Whether the culture of helping each other will survive in this new age of LLMs is a real question. Is human helping still necessary? Or can it all be reduced to inputs and outputs? Maybe there’s a new role for humans in generating accurate data that feeds the LLMs. Maybe we’ll evolve into gardeners of these vast new tracts of synthetic data.

But returning to Stack Overflow and the community it once represented: Is there some radical resurrection in its future?
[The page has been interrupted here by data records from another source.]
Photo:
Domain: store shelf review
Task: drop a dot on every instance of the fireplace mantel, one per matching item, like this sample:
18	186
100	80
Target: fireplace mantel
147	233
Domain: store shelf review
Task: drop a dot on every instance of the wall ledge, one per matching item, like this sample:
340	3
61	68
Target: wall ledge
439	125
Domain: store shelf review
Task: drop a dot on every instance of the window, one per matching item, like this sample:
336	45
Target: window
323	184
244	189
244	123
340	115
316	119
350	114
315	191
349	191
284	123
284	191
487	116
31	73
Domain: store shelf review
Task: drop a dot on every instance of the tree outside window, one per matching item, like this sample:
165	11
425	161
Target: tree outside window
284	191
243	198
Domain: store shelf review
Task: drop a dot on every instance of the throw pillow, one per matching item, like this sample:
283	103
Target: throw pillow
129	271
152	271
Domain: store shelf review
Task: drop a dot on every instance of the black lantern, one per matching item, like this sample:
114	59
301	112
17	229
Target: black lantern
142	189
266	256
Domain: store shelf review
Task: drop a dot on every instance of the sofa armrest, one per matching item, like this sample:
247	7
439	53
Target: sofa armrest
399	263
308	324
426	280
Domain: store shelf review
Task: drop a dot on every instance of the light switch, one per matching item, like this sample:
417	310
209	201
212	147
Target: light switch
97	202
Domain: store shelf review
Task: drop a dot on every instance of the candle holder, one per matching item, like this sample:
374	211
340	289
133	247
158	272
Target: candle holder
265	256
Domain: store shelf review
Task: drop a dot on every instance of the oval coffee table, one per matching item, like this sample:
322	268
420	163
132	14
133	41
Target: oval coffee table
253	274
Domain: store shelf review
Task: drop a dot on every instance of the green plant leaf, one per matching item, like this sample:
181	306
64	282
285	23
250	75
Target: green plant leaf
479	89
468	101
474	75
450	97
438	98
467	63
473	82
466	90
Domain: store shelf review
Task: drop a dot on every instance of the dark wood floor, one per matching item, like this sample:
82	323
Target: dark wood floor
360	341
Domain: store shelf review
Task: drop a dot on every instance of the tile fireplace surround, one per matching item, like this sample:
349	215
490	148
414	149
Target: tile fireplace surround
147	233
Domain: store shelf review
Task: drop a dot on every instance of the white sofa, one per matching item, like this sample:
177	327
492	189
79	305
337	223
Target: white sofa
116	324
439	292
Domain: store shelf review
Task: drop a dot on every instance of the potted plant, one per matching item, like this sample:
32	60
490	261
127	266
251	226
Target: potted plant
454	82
Before AI entered the scene, it was clear Stack Overflow needed to back out of a dead-end street of its own creation. It’s possible the site could have returned to greatness by embracing what once made it great: the community and culture of software development.

That culture thrives on making people feel welcome. Practically speaking, it means letting people with foolish or off-topic questions interact with those with more experience. Someday, they’ll become the ones with experience. Maybe they’ll come back to return the favor.

It’s also clear that developers still want and appreciate community, even in the age of AI. We see that ethos alive and well in spaces like dev.to, and also in the success of GitHub’s open source, social coding model. GitHub is possibly the center of the coding universe, the true heir to the Iron Throne of the old user groups. Of course, it’s also just another useful tool, one that remains essential even in an AI-centric software universe.

This perhaps boils down to the kernel at the heart of coding for coding’s sake. By nature, software developers will always create code, just like musicians are always producing music. Even if AI could produce great music, musicians would still do it. After all, we didn’t get to Bach, Beethoven, or the Beatles and just say, “Okay, we’re good, we have music now.” Humans have an inherent need to create, and for software developers, coding is how we do it.

There is a way of writing, building, and doing software that is joyful, challenging, and rewarding. AI can be a part of that. But if it is allowed to wholesale replace it, the act of coding for coding’s sake starts to look more like an enthusiast’s hobby. It becomes akin to handcrafting wooden furniture pieces in the age of mass-produced furniture products.

Don’t lose the human element

Where does a site like Stack Overflow fit into this picture? Matt Asay recently offered some interesting ideas, like tying reputation to AI model contributions. But to truly make a comeback, Stack Overflow would have to believe in the future of human programmers and their culture. It would have to fundamentally say: This is a place where the human side of software development lives, and everything that happens here is in support of that basic mission.

The rise and fall of Stack Overflow is a poignant reminder that platforms built for humans thrive on genuine community, not just generating content. Its genius was harnessing the enthusiasm of developers. That energy was gradually diminished by a bizarre twist where a working democracy sprouted an aristocracy, and that aristocracy killed democracy.

The arrival of sophisticated AI happened in parallel, but it didn’t cause the collapse; it merely exposed the extent to which the community had already lost its spark. AI will continue to reshape the technological landscape, and the ramifications will continue to unfold before our very eyes. The lesson of Stack Overflow is even more important in the new world that is coming: Humans are the drivers of meaning and purpose. Subtract that human element at your own peril.